No Continued Right to Employment. Neither the establishment of the Plan, nor the provision for or payment of any amounts hereunder, nor any action of the Company shall be held or construed to confer upon any Participant or other person or entity any legal right to receive, or possess any interest in, a Bonus payment, or any legal right to be continued in the employ of the Company or any Subsidiary for any particular period of time. Participation in the Plan does not affect the right of the Company or any Subsidiary to terminate a Participant’s employment with the Company or any Subsidiary at any time or for any reason unless otherwise prohibited by law.
5.6.
Plan Bonuses Not Assignable. The rights of a Participant to Bonuses are not subject to anticipation, alienation, sale, transfer, assignment, pledge, encumbrance, attachment or garnishment by creditors of the Participant, and any attempt to assign, pledge or encumber that interest shall be void. To the extent requested by the Company, each Participant and his or her spouse shall acknowledge in writing that the rights of a Participant to Bonuses are non-transferable, including in the event of death or marital separation.
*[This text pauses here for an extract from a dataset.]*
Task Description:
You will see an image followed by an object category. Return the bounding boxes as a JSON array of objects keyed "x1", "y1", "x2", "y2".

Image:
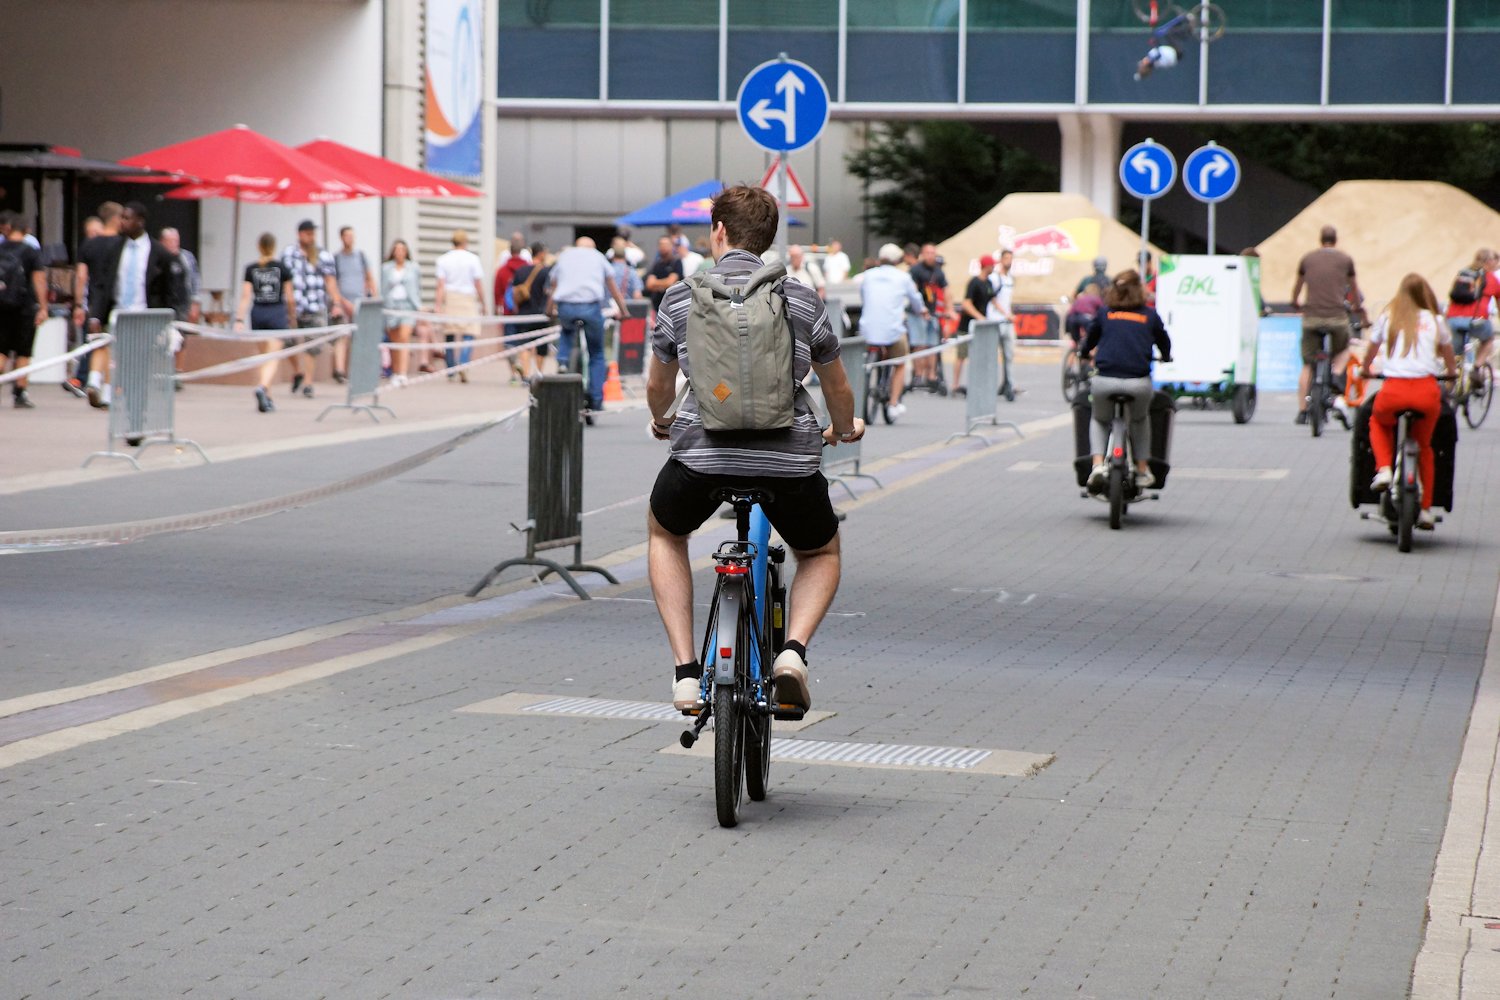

No Bonus is earned by a Participant, and a Participant has no rights to a Bonus, unless and until a Bonus is paid to a Participant on a Payment Date.
5.7.
Code Section 409A. The Bonuses provided under this Plan to Employees subject to United States income taxes are intended to be paid in such a manner that satisfies the short-term deferral exception to Section 409A of the Internal Revenue Code of 1986, as amended (the “Code”); provided, however, that any and all tax liability and penalties resulting from non-compliance with Section 409A of the Code or an exception thereto shall remain the Participant’s sole responsibility. Nothing in this Plan shall be construed as a guarantee of any particular tax treatment to a Participant. Each Participant shall be solely responsible for his or her tax consequences with respect to all Bonus amounts payable under this Plan, and in no event shall the Company, any Subsidiary or the CEO, CPO, Board or Compensation Committee have any responsibility or liability if this Plan does not meet any applicable requirements of any law including, without limitation, Code Section 409A or an exception thereto.
5.8.
Applicable Law. All questions pertaining to the construction, regulation, validity, and effect of the provisions of the Plan shall be determined in accordance with the laws of the State of Arizona. This Plan will be construed in accordance with, and any dispute or controversy arising from any breach or asserted breach of the Plan will be governed by, the laws of the State of Arizona without reference to principles of conflicts of law thereof. For purposes of litigating any dispute that arises directly or indirectly from the relationship of the parties under this Plan, the parties shall submit to, and consent to the jurisdiction of, the State of Arizona and agree that such litigation shall be conducted only in the courts of the Maricopa County, Arizona, or the federal courts of the United States for the District of Arizona, and no other courts. In the event of any proceeding to enforce any provision of this Plan, the prevailing party shall recover its attorneys’ fees and expenses.